C’è chi aspetta la luce e chi, ahimè, le luci; c’è chi attende una risposta e chi desidera una tranquillità, che è anch’essa occasione di presa di coscienza, di un “fare il punto”. Il Cristianesimo è una storia fatta di uomini che attendono instancabilmente una cosa più grande, una felicità, un compimento… Un significato del tempo, nel tempo, il significato della felicità stessa, il significato della vita, il perché delle cose.
Perciò, la vigilanza è il tema che la Chiesa pone in capo al nostro nuovo anno di vita, come senso dell’imminenza della Sua venuta, come – perciò – attesa e desiderio di cogliere un nesso tra ciò che si vive e il perché si vive. Tale ricerca ha un fine: quello di non essere superficiali e fatui perché la nostra esistenza non può essere meno di così, ma spesso vive meno di così, molto meno di così. Ma si può essere vigilanti anche se non si crede? Certo è che non si può essere in attesa di qualcosa o qualcuno se manca il fondamento di tale posizione, se manca un’oggettiva motivazione a tale posizione.
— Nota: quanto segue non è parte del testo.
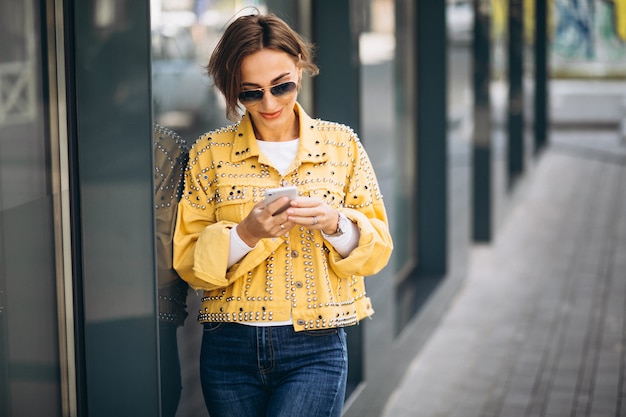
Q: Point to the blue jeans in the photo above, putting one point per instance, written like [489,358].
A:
[249,371]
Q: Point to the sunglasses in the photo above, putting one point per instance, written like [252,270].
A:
[278,90]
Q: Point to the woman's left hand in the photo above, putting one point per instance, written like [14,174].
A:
[313,213]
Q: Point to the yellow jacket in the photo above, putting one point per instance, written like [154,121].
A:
[299,276]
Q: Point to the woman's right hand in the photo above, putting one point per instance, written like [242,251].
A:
[262,223]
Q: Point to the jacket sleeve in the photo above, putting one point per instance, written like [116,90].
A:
[363,205]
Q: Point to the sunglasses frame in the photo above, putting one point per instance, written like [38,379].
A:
[290,87]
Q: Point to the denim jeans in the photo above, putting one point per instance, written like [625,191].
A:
[249,371]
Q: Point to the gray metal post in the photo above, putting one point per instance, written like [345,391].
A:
[516,91]
[541,76]
[431,124]
[481,181]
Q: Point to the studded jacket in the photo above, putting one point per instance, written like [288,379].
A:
[299,276]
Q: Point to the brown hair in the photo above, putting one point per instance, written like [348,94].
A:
[245,36]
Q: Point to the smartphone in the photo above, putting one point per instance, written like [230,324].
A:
[273,194]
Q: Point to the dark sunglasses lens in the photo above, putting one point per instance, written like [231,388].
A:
[250,95]
[284,88]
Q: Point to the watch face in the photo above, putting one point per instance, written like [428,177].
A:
[341,226]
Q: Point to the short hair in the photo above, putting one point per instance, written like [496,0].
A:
[245,36]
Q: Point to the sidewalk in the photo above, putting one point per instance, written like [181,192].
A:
[538,327]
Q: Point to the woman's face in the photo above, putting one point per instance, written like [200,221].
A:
[261,71]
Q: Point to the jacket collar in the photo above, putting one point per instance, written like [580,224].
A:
[311,149]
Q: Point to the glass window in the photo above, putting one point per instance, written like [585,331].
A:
[29,345]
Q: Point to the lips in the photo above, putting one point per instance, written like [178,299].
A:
[273,115]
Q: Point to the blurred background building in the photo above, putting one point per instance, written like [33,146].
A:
[453,101]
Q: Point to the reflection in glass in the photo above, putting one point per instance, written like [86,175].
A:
[170,158]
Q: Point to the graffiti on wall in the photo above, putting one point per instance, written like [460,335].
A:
[589,30]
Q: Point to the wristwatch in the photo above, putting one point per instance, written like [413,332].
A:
[342,226]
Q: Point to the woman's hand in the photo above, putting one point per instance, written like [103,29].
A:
[313,213]
[262,223]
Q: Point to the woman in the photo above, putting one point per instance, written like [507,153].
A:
[279,286]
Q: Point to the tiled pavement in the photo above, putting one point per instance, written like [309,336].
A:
[538,327]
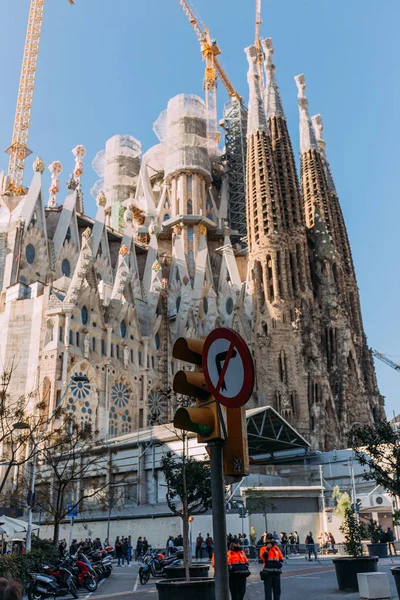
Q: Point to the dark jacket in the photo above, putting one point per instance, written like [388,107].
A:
[272,559]
[119,551]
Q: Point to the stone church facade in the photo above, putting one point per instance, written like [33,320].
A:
[107,296]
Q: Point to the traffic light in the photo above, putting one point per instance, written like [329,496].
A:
[204,419]
[236,450]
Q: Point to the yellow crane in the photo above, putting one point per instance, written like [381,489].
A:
[19,150]
[214,69]
[257,37]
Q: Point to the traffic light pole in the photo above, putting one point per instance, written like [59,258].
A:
[219,519]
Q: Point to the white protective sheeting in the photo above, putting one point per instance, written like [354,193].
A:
[182,129]
[118,167]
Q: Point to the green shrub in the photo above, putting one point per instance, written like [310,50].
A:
[18,566]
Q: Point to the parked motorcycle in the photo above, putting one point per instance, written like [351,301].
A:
[55,582]
[153,565]
[83,571]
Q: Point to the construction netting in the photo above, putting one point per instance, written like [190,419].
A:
[182,129]
[118,167]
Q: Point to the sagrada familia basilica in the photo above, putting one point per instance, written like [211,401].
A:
[107,296]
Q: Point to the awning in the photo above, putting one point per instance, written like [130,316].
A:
[268,432]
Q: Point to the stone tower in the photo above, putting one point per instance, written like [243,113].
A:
[108,295]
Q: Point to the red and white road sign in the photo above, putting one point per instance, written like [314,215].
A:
[228,367]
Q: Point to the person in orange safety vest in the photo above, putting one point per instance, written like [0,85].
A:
[272,559]
[238,566]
Perché porsi un problema se tale problema non c’è? Del resto che senso ha porsi il problema, che senso ha fare un’autocoscienza? E di cosa poi? E perché? Appare sempre più evidente una confusione tra ciò che realmente rappresenta questa attesa con ciò che è frutto di una bella, dolce, straordinaria fantasia. Il problema sembra proprio questo: riuscire a scorgere una verità che permane da 2000 anni dentro un marasma di buonismo dagli effetti psichedelici. Un groviglio di buoni propositi, assolutamente apprezzati e apprezzabili ma che poco hanno a che fare con la concretezza, con la “durabilità”, con la verità dell’Avvento.
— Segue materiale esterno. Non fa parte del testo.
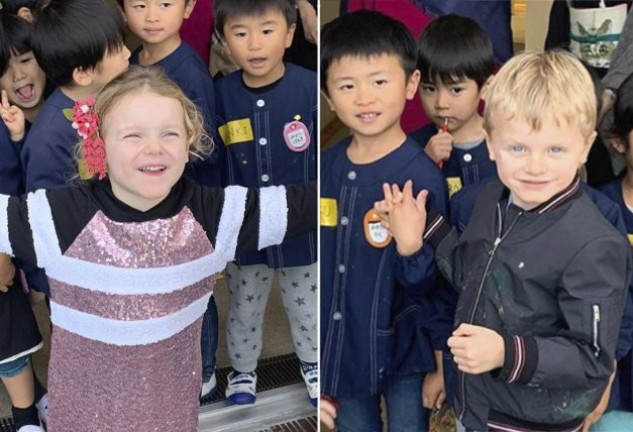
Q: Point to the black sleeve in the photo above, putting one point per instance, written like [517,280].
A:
[17,230]
[262,216]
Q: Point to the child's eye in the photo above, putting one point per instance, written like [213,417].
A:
[517,149]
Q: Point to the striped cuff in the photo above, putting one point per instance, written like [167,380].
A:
[521,359]
[436,228]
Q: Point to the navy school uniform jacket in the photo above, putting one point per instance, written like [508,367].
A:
[48,160]
[10,167]
[252,124]
[554,288]
[464,167]
[48,153]
[622,391]
[185,67]
[374,302]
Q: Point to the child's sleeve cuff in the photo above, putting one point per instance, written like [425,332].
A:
[521,359]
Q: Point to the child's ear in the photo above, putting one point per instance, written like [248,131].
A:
[290,35]
[588,143]
[484,88]
[491,153]
[82,76]
[618,144]
[189,7]
[329,102]
[412,85]
[25,13]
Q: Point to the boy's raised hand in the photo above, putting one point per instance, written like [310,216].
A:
[7,272]
[13,117]
[476,349]
[406,216]
[439,146]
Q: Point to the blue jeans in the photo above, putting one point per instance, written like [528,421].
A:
[209,339]
[405,413]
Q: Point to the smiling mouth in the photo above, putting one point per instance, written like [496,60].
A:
[368,116]
[26,92]
[152,169]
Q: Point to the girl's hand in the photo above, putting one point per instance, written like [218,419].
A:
[476,349]
[13,117]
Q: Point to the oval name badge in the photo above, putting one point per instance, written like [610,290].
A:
[375,234]
[297,136]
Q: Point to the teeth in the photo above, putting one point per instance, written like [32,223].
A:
[153,169]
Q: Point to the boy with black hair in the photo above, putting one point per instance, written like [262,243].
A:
[542,286]
[157,23]
[79,45]
[455,59]
[268,120]
[374,302]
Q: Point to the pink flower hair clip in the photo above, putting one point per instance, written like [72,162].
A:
[86,122]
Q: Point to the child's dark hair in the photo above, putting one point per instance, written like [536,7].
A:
[224,10]
[15,38]
[71,34]
[623,112]
[13,6]
[453,47]
[366,34]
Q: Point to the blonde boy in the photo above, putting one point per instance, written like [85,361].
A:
[541,274]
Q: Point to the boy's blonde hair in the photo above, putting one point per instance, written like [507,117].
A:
[534,86]
[153,79]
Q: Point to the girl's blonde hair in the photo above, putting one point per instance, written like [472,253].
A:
[153,79]
[536,86]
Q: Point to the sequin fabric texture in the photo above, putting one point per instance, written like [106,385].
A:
[154,386]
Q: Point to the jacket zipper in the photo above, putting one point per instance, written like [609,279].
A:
[596,322]
[491,254]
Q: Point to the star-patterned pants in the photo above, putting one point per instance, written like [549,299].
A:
[249,287]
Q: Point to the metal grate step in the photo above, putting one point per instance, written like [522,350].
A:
[308,424]
[273,372]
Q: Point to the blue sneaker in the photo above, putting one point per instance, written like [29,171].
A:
[240,389]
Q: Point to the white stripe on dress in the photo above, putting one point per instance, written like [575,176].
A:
[126,333]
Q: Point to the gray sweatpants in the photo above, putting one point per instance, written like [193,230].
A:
[249,287]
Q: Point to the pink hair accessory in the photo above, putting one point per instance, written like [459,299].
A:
[86,122]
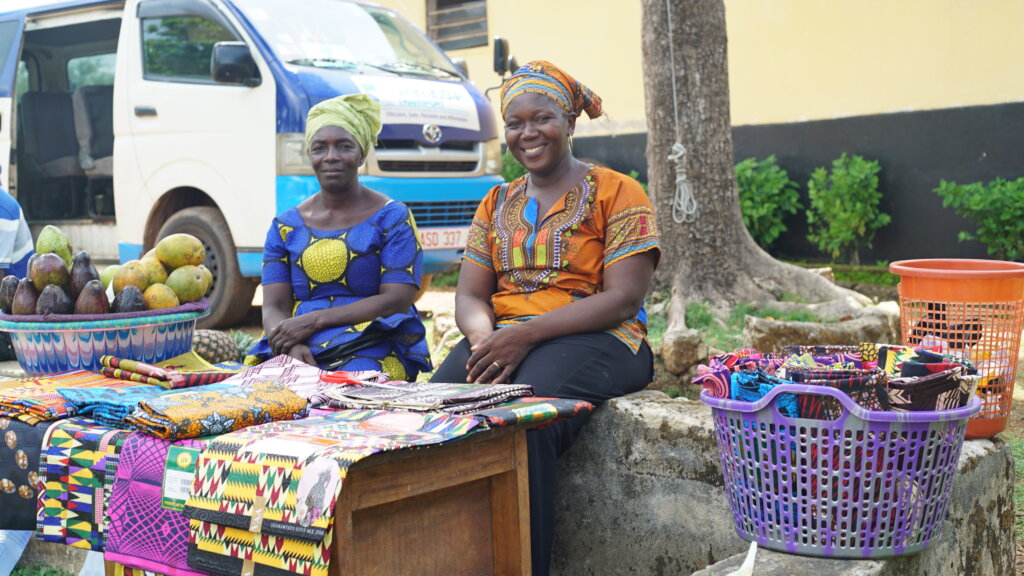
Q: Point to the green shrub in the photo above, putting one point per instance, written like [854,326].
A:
[511,169]
[844,214]
[997,210]
[766,194]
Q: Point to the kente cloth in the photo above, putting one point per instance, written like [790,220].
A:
[866,387]
[532,412]
[942,391]
[449,398]
[73,470]
[36,400]
[545,78]
[182,371]
[216,409]
[333,269]
[109,406]
[146,529]
[545,261]
[283,479]
[753,385]
[19,472]
[357,114]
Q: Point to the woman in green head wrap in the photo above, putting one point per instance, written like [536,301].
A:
[341,270]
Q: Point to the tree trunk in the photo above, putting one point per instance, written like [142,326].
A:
[711,256]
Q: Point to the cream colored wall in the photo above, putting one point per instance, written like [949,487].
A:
[790,60]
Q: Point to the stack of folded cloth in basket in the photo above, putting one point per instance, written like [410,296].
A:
[890,377]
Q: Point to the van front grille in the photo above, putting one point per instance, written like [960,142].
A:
[456,213]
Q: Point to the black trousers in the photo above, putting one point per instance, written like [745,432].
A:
[592,367]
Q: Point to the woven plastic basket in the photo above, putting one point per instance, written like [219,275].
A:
[48,347]
[867,484]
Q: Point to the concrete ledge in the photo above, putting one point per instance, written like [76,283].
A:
[641,493]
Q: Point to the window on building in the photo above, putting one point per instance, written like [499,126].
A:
[458,24]
[178,48]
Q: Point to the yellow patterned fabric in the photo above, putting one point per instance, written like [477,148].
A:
[604,218]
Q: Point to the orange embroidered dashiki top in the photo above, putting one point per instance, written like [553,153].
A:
[545,262]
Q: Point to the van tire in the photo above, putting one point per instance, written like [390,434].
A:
[230,294]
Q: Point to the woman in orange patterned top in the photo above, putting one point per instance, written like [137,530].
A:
[554,276]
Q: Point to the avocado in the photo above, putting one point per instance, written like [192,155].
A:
[53,299]
[128,299]
[49,269]
[25,298]
[82,271]
[92,298]
[7,288]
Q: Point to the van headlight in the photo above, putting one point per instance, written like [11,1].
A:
[292,157]
[493,157]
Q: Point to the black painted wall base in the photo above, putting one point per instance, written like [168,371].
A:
[915,151]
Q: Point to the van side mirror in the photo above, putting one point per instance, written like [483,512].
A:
[501,55]
[231,63]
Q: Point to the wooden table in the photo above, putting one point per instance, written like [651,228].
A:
[460,508]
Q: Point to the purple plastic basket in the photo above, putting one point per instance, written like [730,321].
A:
[866,485]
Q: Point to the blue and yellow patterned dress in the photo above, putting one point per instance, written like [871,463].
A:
[328,269]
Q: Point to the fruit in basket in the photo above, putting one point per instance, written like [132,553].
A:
[92,299]
[49,269]
[52,241]
[53,299]
[188,282]
[128,299]
[159,296]
[156,270]
[180,249]
[131,273]
[25,298]
[7,288]
[82,272]
[108,275]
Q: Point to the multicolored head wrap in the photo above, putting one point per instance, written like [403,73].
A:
[545,78]
[357,114]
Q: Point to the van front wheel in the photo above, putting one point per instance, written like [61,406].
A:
[230,295]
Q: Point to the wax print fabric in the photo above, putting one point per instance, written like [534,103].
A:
[450,398]
[331,269]
[145,530]
[283,480]
[545,261]
[532,411]
[73,469]
[109,407]
[19,447]
[35,399]
[182,371]
[216,409]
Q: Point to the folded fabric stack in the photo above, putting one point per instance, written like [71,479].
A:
[182,371]
[110,407]
[450,398]
[264,497]
[19,448]
[876,376]
[216,409]
[36,400]
[73,469]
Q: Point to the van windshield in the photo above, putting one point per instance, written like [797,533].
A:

A Napoli si dice “nun ce pensà” nel senso di suggerire uno stato di permanenza in un atteggiamento di superficialità verso tutto e tutti. Inutile porre domande sulla vita, sul senso della vita, meglio andare a vento… Giussani suggerisce: “Ma ciò che costruisce l’umanità non è ciò che le mani dell’uomo costruiscono, non ciò che il pensiero immagina e cerca di realizzare; il significato per cui il mondo si accosta, s’avvicina, s’approssima a un disegno mirabile e buono si attua attraverso la dedizione nostra al Senso di tutto.”
E allora se tutto non dipende anzitutto da te ed è possibile per te, in fondo, l’unica cosa che uno può fare è semplicissima: è riconoscere e accettare quantomeno quello che siamo. Questa, in fondo, è ciò che viene definito atto di umiltà. Siamo niente: niente come creature ma paradossalmente eterni, immensi. Niente quando non riflettiamo l’eternità che portiamo.
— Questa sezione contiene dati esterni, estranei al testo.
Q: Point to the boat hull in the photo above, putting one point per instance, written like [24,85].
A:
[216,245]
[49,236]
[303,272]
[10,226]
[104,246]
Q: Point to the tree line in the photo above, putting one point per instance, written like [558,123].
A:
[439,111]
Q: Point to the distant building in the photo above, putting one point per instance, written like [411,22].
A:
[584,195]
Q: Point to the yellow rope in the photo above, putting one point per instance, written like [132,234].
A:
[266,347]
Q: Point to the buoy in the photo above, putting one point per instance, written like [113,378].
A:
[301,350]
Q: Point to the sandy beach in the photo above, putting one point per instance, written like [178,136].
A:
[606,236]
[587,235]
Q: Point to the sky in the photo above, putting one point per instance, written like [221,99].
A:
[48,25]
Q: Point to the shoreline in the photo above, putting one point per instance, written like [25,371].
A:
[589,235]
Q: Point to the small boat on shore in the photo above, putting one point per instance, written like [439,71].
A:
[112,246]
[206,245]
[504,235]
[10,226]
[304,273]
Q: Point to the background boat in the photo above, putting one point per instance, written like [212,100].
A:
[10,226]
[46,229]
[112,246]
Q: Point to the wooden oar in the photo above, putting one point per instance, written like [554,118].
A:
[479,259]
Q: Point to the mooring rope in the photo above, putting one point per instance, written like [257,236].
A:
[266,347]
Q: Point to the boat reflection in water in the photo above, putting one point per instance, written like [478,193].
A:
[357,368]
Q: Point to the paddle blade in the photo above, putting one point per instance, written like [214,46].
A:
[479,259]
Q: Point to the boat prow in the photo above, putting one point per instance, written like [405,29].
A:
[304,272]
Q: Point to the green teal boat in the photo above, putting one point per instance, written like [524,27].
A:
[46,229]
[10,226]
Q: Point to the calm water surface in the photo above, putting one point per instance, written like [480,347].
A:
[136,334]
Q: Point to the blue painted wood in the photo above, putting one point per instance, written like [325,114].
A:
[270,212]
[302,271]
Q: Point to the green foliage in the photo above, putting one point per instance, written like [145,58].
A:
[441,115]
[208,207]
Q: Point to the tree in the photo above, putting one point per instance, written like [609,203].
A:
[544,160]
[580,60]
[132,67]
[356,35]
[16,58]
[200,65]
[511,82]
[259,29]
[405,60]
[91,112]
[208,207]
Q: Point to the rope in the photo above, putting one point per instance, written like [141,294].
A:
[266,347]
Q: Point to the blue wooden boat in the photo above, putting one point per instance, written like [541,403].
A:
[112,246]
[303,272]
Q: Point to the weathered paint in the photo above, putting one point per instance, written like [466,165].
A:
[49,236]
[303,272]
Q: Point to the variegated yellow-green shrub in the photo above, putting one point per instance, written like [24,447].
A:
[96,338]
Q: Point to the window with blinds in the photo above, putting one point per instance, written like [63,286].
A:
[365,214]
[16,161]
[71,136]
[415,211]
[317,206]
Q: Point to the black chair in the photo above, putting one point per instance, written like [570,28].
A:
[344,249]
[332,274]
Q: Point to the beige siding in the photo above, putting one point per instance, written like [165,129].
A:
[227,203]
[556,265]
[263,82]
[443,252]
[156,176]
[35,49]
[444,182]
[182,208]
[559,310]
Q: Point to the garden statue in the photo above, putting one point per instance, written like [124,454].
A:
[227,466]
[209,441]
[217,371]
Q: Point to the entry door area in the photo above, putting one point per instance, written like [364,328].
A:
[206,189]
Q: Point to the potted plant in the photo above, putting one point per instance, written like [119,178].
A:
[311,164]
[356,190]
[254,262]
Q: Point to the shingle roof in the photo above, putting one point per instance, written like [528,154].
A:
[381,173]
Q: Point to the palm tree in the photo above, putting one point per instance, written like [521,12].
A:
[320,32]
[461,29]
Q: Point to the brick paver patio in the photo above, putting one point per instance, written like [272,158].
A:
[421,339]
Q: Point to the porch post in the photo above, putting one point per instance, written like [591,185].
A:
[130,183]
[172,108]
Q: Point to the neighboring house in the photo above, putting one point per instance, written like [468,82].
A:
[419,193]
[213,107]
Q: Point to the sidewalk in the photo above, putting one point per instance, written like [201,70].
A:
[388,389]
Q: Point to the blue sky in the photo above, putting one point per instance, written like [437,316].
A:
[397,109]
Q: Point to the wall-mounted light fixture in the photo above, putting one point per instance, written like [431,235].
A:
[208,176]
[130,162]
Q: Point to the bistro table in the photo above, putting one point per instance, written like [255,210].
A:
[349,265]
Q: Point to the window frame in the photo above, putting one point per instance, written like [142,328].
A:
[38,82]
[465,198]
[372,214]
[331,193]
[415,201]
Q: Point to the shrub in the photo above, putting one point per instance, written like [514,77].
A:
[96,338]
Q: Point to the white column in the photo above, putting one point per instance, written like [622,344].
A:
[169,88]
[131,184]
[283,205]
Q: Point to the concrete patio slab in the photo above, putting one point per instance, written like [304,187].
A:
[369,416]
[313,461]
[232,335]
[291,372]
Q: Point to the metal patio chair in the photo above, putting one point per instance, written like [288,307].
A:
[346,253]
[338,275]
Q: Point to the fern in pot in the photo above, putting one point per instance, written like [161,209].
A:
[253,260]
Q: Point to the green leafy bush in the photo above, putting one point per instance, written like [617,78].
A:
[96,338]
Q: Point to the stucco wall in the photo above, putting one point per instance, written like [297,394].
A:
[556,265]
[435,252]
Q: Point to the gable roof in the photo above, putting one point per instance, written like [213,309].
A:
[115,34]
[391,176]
L’unica possibilità che l’uomo ragionevolmente ha è questa attesa che è essenzialmente una presa di coscienza di ciò di cui siamo fatti. Un’attesa per riconoscere che è solo un’illusione se riusciamo a gestire la vita, la nostra vita. Forse possiamo organizzarci al massimo una spesa o un viaggio. Poco altro. Ma l’attesa è anche accettare l’inatteso, l’imprevisto, un bene insperato. Questa accettazione è già l’inizio di un nuovo modo di guardarsi e guardare la realtà.